There is a very active movement, sometimes called the LAN Initiative, in the utility industry to develop a common, high-speed protocol for all uses within and between substations. There are two major objectives of this work. The first is to define a LAN that can transmit about 70 protective device commands between substation elements in less than one-fourth cycle, in addition to all of the other data traffic that might exist. The second is to define structured elements of a protocol such that devices and data are self-identifying, so that the concept of “plug-and-play” becomes a reality.
Substation Automation and Data Volume
Figure 1 illustrates the two connections for a traditional SCADA-RTU data gathering system and for implementation of an IED. The table in Figure 1 indicates the type of data available from each connection.

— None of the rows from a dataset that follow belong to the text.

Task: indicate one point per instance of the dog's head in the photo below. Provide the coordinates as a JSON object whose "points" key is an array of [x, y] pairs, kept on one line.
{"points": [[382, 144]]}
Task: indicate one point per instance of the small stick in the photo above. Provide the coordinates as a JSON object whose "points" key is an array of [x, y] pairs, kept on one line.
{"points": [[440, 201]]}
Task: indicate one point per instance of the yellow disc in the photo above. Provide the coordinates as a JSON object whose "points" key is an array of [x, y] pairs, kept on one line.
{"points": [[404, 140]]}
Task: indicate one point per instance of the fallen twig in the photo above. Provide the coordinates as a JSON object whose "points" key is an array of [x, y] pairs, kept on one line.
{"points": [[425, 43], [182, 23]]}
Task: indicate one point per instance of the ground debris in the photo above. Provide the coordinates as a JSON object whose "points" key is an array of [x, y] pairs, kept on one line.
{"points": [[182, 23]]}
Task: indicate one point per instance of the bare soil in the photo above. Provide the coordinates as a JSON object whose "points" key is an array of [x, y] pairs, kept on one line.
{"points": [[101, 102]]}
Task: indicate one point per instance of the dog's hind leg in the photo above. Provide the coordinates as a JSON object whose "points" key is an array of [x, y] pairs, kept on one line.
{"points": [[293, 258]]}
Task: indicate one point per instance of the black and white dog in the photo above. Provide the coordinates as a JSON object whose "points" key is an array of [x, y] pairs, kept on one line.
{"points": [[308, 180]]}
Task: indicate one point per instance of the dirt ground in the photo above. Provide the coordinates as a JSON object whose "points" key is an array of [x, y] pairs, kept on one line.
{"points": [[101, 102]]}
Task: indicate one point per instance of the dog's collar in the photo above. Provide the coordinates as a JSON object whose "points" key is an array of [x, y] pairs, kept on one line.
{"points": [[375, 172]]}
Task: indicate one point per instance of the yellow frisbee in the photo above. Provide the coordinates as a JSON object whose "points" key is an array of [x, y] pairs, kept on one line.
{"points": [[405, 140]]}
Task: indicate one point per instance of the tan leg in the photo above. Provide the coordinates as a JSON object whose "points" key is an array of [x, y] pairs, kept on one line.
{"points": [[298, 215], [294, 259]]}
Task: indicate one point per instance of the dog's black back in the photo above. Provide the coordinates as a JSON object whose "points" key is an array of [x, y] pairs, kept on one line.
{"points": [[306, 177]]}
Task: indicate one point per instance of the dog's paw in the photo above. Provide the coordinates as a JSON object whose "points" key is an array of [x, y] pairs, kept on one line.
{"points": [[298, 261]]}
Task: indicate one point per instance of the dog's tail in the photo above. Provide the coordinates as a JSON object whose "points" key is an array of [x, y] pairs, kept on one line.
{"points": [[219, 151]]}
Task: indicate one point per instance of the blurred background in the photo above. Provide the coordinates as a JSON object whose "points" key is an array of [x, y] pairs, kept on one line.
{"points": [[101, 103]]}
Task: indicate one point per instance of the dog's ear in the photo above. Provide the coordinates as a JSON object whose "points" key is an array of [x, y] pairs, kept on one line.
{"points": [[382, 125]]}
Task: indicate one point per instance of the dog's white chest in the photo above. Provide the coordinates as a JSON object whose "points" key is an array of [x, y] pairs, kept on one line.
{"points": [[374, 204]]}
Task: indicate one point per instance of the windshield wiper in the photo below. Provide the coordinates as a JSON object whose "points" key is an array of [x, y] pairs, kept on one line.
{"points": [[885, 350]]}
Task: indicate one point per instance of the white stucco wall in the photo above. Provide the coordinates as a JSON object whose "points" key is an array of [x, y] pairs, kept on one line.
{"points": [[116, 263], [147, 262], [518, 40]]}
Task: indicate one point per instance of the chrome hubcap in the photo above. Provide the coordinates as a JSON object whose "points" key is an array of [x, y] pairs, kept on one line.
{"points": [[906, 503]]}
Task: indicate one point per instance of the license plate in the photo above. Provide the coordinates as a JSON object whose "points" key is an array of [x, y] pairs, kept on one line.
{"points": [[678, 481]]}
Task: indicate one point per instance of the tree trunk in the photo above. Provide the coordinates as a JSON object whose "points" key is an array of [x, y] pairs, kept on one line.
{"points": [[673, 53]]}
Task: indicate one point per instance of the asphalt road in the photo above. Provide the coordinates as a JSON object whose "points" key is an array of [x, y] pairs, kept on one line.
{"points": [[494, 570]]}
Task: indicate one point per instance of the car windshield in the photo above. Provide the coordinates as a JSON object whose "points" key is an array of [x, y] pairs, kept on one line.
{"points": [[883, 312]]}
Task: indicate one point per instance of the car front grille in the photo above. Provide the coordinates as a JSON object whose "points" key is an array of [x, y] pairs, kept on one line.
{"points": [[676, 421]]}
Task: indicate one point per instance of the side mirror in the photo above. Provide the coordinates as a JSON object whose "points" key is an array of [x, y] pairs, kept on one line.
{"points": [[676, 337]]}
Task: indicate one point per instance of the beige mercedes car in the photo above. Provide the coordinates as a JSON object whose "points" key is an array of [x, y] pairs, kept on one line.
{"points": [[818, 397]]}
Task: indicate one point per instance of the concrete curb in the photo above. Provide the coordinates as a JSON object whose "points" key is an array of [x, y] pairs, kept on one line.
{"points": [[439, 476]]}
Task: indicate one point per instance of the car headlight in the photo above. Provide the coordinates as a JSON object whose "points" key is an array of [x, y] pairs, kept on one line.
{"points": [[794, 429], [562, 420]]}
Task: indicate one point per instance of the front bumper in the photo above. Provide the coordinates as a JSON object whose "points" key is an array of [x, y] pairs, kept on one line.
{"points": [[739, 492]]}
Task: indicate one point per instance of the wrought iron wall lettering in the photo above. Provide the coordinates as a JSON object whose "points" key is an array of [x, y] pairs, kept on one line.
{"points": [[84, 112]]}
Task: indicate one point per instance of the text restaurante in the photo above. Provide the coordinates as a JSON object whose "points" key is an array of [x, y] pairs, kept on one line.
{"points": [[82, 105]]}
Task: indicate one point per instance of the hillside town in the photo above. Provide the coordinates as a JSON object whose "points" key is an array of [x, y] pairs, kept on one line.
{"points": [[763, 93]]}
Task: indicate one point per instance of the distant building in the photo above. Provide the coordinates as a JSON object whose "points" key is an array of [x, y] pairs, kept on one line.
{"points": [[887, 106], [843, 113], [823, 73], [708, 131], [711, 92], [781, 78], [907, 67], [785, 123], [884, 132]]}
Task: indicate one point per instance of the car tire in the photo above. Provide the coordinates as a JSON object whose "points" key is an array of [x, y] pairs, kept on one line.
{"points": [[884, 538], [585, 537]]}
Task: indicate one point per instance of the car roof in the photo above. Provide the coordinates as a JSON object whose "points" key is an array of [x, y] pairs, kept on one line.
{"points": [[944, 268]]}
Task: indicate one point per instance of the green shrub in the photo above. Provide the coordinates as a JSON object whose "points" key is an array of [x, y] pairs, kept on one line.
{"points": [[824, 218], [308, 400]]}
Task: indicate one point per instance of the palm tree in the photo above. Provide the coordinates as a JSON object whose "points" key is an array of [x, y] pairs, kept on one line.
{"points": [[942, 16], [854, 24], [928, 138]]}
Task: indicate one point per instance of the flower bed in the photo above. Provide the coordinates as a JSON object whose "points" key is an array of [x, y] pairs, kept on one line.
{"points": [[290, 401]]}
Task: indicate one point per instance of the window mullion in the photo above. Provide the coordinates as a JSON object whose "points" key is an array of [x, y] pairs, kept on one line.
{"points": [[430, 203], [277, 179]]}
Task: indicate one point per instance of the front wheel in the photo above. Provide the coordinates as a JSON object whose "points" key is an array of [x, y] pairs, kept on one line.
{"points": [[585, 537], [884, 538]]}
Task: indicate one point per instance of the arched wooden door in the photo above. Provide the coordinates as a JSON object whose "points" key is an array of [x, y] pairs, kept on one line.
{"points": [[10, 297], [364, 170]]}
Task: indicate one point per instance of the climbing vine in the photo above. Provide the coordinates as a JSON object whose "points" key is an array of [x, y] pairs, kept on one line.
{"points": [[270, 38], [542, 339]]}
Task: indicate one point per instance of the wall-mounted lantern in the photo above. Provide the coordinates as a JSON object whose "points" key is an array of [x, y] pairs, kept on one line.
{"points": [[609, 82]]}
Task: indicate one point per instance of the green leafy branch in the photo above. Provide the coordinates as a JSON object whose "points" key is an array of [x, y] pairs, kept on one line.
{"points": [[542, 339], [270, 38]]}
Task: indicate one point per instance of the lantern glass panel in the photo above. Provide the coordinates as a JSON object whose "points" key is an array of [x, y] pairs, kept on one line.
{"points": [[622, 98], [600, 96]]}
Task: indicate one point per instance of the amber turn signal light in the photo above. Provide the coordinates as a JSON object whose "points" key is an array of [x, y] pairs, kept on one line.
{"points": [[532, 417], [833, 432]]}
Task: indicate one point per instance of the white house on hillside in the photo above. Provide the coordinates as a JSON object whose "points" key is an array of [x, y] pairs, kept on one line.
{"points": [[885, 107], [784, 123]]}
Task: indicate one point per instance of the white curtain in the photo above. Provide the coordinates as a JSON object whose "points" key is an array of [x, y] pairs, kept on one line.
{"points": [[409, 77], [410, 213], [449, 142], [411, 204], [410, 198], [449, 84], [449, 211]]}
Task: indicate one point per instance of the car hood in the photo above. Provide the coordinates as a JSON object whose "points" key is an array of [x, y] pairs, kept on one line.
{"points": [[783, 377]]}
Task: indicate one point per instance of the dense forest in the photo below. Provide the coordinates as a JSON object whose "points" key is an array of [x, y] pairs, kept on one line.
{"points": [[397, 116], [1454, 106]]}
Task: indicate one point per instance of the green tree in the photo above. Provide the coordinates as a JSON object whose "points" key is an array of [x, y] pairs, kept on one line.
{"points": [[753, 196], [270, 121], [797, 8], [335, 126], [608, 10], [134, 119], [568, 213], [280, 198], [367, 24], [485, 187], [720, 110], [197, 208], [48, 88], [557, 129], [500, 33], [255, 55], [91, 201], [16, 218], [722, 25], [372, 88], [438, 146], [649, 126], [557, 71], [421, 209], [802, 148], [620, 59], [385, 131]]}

In addition to real-time data, the IED can provide sets of maximum and minimum values of currents, kW and kvar, consisting of magnitudes, dates and times. Finally, non-real-time data available includes up to 32 fault records, 128 operations records, 3,840 load profile records and over 14,000 waveform samples. Considering real-time values only, the numbers in Table 1 would apply to a 10-feeder substation, not even counting incoming lines or transformers. Even by ignoring all other data, the potential data to be transmitted and the SCADA database are at least 10 times larger when IEDs are used as the data source.

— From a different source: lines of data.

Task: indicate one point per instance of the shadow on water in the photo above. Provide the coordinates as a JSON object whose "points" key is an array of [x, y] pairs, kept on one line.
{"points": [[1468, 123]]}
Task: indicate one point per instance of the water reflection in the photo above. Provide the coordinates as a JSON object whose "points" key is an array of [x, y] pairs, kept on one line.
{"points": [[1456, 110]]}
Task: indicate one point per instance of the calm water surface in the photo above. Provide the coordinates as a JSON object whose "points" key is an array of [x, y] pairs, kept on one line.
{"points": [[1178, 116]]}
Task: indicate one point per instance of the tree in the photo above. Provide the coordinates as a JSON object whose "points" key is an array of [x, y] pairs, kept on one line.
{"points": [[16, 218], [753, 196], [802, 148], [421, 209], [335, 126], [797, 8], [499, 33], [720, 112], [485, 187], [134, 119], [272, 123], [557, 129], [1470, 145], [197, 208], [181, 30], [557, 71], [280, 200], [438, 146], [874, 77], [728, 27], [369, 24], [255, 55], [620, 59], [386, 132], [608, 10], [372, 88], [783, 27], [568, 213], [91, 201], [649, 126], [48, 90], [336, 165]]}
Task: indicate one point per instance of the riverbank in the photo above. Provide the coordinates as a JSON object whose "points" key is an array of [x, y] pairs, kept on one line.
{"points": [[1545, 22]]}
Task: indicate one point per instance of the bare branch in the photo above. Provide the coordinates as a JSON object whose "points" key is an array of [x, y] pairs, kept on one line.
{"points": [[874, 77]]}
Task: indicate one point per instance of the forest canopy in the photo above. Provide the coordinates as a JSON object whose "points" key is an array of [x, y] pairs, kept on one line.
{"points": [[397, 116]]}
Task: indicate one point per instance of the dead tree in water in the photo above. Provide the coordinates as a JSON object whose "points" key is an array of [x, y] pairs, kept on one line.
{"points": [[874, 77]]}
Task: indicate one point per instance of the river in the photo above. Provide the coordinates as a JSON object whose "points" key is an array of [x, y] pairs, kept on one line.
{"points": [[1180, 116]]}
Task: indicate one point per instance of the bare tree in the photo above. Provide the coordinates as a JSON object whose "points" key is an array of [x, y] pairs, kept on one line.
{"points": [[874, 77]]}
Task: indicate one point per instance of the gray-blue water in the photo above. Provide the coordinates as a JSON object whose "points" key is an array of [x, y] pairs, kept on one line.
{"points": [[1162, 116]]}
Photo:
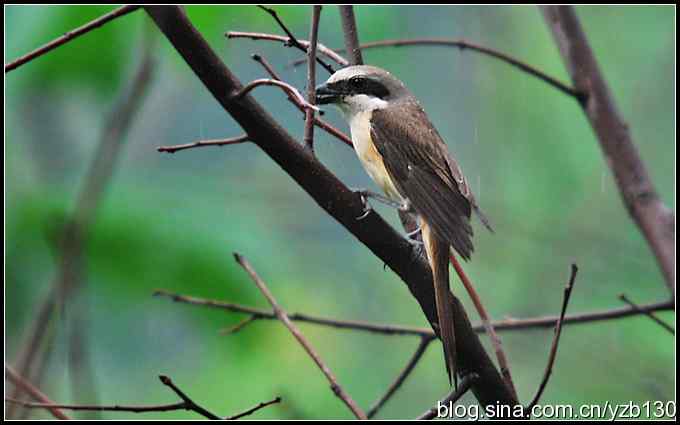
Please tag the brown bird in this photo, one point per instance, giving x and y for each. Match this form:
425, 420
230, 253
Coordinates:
404, 154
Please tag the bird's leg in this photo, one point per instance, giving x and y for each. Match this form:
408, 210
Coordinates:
365, 194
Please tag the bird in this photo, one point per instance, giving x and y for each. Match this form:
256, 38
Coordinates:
403, 153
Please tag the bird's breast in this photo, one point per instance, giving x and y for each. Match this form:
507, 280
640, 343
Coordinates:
371, 160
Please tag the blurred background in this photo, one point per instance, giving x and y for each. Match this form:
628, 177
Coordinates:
172, 221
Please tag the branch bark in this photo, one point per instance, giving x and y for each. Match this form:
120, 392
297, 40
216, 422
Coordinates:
349, 28
331, 195
652, 216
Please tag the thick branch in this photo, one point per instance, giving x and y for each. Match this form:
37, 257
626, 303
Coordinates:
655, 220
332, 195
349, 29
70, 35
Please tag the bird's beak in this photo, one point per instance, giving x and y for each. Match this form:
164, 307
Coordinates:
326, 94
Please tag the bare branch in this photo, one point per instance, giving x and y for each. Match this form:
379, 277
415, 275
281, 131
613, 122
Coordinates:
452, 398
24, 385
486, 322
649, 314
556, 338
317, 121
189, 404
103, 408
410, 365
203, 143
330, 53
283, 317
255, 409
278, 83
311, 78
349, 28
71, 240
292, 41
655, 220
70, 35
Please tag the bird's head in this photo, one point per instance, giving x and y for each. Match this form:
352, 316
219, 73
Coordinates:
360, 88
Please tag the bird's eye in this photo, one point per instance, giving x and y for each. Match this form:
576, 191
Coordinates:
357, 82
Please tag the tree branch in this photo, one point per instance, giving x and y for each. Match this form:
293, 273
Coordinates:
283, 317
20, 382
655, 220
453, 397
330, 53
70, 35
649, 314
556, 339
468, 45
317, 121
203, 143
349, 29
308, 137
292, 40
410, 365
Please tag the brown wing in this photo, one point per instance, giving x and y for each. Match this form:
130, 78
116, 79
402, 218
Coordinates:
423, 171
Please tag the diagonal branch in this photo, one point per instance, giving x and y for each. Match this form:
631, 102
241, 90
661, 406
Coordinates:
292, 41
283, 317
452, 398
655, 220
349, 29
308, 137
317, 121
410, 365
556, 339
649, 314
20, 382
70, 35
331, 195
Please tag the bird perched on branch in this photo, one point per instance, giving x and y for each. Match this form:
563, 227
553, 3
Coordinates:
404, 154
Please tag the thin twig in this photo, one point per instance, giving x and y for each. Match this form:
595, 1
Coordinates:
278, 83
349, 29
556, 338
70, 35
103, 408
189, 404
405, 372
292, 40
330, 53
649, 314
317, 121
283, 317
510, 324
308, 137
20, 382
463, 45
255, 409
298, 317
203, 143
452, 398
486, 322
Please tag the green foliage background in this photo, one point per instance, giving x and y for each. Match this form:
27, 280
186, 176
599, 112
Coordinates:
172, 221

It is standard practice to perform a detailed end-to-end check to verify that all variables in the SCADA database are correctly linked to displays, have the correct limits and that the correct substation devices operate when selected by the dispatcher. Typical test techniques involve a technician at the substation causing a specified value to be transmitted to the SCADA master station. The complexities of getting an IED to generate the desired test result, especially in light of the increased amount of data, requires a different method for performing the tests. New IEDs will allow a technician, or a remote program, to inject a numerical value into the communications registers of the IED, and that value is then transmitted to the SCADA master. Using these techniques will make it possible to check out the SCADA database in a rapid and efficient manner.
It`s Not All Bad News!
There has to be a purpose and objective behind all the effort to utilize the increased data. Typically, more data allows the application programs to be more accurate in their results. This is not only desirable, it may be essential, in order to cope with the problems associated with open access and open wheeling. Utilities should be able to do a more precise job of contingency selection and evaluation. Contingency avoidance techniques can be optimized for minimum cost or risk. The contingency analysis program could include remedial action recommendations as part of the solution. New techniques may make real-time voltage and system stability calculations a reality.

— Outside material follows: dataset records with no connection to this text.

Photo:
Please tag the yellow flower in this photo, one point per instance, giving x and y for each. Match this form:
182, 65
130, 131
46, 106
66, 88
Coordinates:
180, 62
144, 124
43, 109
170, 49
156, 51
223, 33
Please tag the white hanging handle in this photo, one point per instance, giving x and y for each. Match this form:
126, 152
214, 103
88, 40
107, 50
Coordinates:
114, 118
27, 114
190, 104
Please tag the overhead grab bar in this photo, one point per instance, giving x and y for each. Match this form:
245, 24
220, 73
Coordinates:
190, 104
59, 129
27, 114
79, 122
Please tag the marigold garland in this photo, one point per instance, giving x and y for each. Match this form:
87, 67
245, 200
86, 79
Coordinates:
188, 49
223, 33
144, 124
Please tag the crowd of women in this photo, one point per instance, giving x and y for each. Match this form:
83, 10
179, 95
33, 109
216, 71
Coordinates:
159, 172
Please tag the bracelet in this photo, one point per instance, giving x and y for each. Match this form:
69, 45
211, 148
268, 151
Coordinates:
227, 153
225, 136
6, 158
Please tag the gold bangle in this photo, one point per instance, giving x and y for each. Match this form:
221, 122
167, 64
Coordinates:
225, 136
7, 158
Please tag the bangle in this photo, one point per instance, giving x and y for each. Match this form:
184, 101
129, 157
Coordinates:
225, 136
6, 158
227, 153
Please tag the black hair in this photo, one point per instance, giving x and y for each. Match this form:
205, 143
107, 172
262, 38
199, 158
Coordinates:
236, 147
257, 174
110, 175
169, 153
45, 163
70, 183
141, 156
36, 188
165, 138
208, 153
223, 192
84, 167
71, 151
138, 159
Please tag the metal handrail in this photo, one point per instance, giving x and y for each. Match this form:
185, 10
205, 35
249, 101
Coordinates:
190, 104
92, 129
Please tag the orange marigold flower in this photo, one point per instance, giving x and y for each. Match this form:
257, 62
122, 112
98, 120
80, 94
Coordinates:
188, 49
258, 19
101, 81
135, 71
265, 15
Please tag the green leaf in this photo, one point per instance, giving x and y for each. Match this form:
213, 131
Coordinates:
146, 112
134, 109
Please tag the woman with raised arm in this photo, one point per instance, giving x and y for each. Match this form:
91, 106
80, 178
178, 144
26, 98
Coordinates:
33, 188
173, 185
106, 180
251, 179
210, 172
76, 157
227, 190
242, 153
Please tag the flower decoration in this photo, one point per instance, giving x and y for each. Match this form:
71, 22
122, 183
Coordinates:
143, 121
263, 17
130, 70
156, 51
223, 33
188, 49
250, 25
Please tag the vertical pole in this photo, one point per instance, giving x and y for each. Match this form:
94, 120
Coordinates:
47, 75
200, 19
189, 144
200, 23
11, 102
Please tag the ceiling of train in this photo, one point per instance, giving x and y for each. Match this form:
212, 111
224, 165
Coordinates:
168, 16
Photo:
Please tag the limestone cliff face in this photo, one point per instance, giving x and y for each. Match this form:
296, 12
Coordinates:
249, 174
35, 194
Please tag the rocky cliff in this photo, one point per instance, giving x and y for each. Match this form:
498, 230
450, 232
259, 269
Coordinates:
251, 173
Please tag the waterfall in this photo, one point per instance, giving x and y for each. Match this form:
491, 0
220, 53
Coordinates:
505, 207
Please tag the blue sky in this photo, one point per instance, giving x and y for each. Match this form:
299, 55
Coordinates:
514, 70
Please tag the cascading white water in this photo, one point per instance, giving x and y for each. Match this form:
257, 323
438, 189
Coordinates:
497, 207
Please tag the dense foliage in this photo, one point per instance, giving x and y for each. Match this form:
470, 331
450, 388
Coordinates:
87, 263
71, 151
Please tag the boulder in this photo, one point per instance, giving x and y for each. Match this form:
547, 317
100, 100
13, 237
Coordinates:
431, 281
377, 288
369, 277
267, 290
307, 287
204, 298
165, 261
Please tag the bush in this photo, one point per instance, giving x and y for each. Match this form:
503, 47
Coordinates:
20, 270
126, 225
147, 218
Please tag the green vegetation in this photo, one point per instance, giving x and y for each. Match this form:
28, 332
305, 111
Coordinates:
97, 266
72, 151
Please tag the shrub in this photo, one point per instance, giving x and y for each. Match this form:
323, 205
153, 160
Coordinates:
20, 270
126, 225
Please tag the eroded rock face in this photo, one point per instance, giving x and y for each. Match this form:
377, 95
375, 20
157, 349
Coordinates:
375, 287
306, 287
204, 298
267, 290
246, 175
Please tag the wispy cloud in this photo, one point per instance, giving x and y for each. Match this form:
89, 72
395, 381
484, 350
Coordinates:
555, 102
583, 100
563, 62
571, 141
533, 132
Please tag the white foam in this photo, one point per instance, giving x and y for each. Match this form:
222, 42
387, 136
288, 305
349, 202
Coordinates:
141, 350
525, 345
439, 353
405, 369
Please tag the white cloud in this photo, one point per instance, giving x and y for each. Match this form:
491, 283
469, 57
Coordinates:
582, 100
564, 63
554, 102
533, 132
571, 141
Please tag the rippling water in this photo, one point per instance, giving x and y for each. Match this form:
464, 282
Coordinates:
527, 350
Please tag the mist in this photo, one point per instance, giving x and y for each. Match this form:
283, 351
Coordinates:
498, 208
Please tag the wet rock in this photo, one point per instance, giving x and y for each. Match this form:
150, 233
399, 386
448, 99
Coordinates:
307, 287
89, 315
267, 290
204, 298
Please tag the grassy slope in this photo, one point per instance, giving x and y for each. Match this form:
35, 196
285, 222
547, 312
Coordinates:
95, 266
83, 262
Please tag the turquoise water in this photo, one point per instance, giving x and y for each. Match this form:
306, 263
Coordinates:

Finally, the advent of IEDs makes the goal of corporate-wide access to data a reality. New methods for accessing this data appear to be moving towards the web browser techniques. The only serious problem is that of secure access. If access to the IED database is via a SA system, firewalls and other security techniques can be incorporated into the SA system to provide a good level of security.
William Ackerman has over 30 years experience as a supplier and a user of SCADA, EMS, DMS and substation automation systems. He is currently ABB Power T&D Company, Power Automation & Protection Division`s substation automation systems manager.